Tout fut exécuté ainsi que Consuelo l’avait désiré. Le baron, le chapelain et Hanz l’accompagnèrent. Elle s’avança seule, à cent pas de son escorte, et monta sur le Schreckenstein avec un courage digne de Bradamante. Mais à mesure qu’elle approchait, la lueur qui lui paraissait sortir en rayonnant des fissures de la roche culminante s’éteignit peu à peu, et lorsqu’elle y fut arrivée, une profonde obscurité enveloppait la montagne du sommet à la base. Un profond silence et l’horreur de la solitude régnaient partout. Elle appela Zdenko, Cynabre, et même Albert, quoiqu’en tremblant. Tout fut muet, et l’écho seul lui renvoya le son de sa voix mal assurée.

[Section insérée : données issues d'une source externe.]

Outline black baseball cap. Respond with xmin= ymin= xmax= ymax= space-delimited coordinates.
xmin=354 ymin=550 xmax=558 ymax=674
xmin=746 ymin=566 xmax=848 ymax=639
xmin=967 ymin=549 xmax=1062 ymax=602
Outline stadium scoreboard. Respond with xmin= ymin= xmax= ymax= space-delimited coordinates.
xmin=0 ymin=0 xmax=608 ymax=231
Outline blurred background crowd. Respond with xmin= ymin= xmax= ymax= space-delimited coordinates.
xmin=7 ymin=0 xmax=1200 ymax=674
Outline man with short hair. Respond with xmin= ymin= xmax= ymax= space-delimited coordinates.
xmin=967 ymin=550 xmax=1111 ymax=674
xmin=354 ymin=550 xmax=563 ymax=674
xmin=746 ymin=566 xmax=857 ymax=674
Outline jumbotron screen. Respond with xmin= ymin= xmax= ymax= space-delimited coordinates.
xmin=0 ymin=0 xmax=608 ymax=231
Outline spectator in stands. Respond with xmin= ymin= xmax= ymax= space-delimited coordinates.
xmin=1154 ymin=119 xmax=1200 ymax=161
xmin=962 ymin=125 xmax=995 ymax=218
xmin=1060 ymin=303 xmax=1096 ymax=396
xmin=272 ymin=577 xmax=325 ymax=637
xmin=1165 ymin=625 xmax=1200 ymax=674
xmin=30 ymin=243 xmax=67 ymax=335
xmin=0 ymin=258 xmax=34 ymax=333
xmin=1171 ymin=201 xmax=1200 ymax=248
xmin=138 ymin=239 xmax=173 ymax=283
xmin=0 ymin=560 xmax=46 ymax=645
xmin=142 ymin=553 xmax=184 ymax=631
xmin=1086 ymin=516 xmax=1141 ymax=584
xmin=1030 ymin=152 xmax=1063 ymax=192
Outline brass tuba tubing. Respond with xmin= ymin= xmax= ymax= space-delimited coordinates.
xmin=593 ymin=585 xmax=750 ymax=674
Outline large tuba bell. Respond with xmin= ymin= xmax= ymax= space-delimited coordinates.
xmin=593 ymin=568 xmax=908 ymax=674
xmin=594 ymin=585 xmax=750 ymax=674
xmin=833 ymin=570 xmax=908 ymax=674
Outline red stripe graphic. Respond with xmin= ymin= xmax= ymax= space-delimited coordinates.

Elle revint découragée vers ses guides. Ils vantèrent beaucoup son courage, et osèrent, après elle, explorer encore les lieux qu’elle venait de quitter, mais sans succès ; et tous rentrèrent en silence au château, où la chanoinesse, qui les attendait sur le seuil, vit, à leur récit, s’évanouir sa dernière espérance.